Chemist Fine-tunes Functional Coatings
Functional coatings are at the heart of research trials at a Spanish university, where a team of scientists is striving to modify the surface properties of materials to obtain specific properties at a lower cost.
Chemist Alexander Santiago—a researcher in the Department of Polymer Science and Technology at the UPV/EHU University of the Basque Country’s Faculty of Chemistry—is leading the research, focused on three types of functional coatings: those that are resistant to microorganisms, those that have self-cleaning characteristics and those that possess anti-reflective properties.
Functional Coatings 101
Coatings or paints are applied to different surfaces for decorative and protective purposes, according to an announcement on the research. However, today the market for these materials is being subjected to increasingly tougher specifications and demands.
In addition to being decorative and protective, today's coatings must also have low microorganism-adherence, be easy to clean or be able to self-repair.
The development of materials of this type, known as "functional coatings," calls for the control of not only of their physical properties (mainly to do with their morphology) but also of the chemical ones of the surfaces produced, the researchers relate.
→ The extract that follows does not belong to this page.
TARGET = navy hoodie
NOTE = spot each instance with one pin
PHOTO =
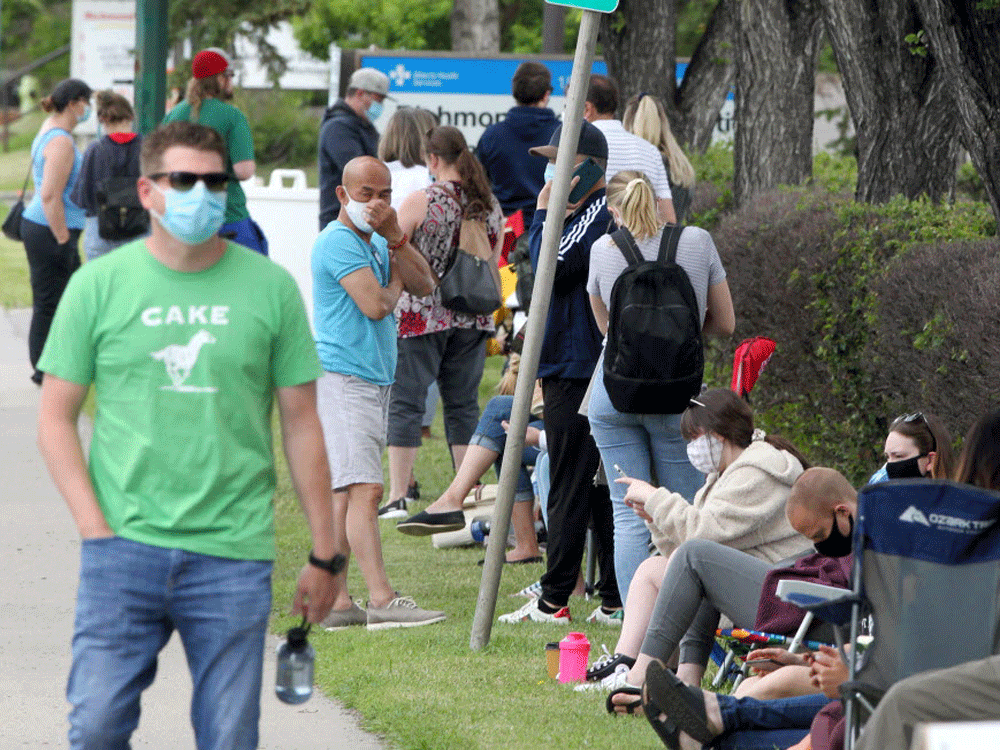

Thus, Santiago set out to make a contribution towards the development of functional coatings that are resistant to microorganisms (for example, for paints for marine vessels), and those that have self-cleaning properties (hydrophobic paints) and anti-reflecting properties (for coating mobile phone screens or spectacle lenses).
It took numerous trials and tests to obtain functional materials with the desired properties, the announcement said.
According to the university’s announcement, in his research of coatings resistant to microorganisms Santiago focused on a type of copolymer that gives rise to spontaneous phase separation between its components.
“One of the components of the copolymer (the polyurethane) gives the substrate adhesion and most of the other component (the siloxane) remains on the surface, which makes it rougher, and as it is also hydrophobic it stops organisms sticking to it," explained Santiago.
Detail of the phase separation in the copolymer: When the siloxane (areas where yellow predominates) migrates to the surface, it generates greater roughness, and due to its hydrophobic characteristics, prevents the adhesion of organisms.
Through various measurements, the team confirmed that the hydrophobicity of the system depended to a greater extent on roughness than on the siloxane concentration on the surface, the university said.
Protein absorption measurements were used to determine the restriction of the adhesion capacity of the microorganisms on these films. These trials showed that the microorganisms stuck less to the films displaying phase separation.
To obtain materials that would display a self-cleaning effect (also hydrophobic coatings), inorganic nanoparticles of a hydrophobic nature were synthesized in advance and inserted into acrylic polymers using various methods, the researchers said. Specifically, they were silicon nanoparticles with an organic coating.
The best results were obtained by spraying these nanoparticles onto acrylic films, producing a super-hydrophobic surface and offering very good self-cleaning properties in addition to a high level of toughness, the team reported.
The method used "turned out to be a fast and relatively cost-effective one," Santiago added, "as we used silicon that is not as expensive as other substances used on the market."
To obtain anti-reflecting properties, the films need to have a refractive index lower than that of the substrate, which can be achieved by inserting porosity into them, according to the scientists.
However, the presence of the pores prevents the anti-reflecting surfaces from having suitable mechanical properties enabling them to be processed. Santiago studied the porosity/toughness relation with respect to the refractive index obtained and reported that the results were “promising.”
"There is still work to be done because, for example, the nanoparticles do not take hold completely and because the final film with the nanoparticles is not as consistent as we would like.”
Santiago noted that the team’s study of anti-reflective properties was in early research stages.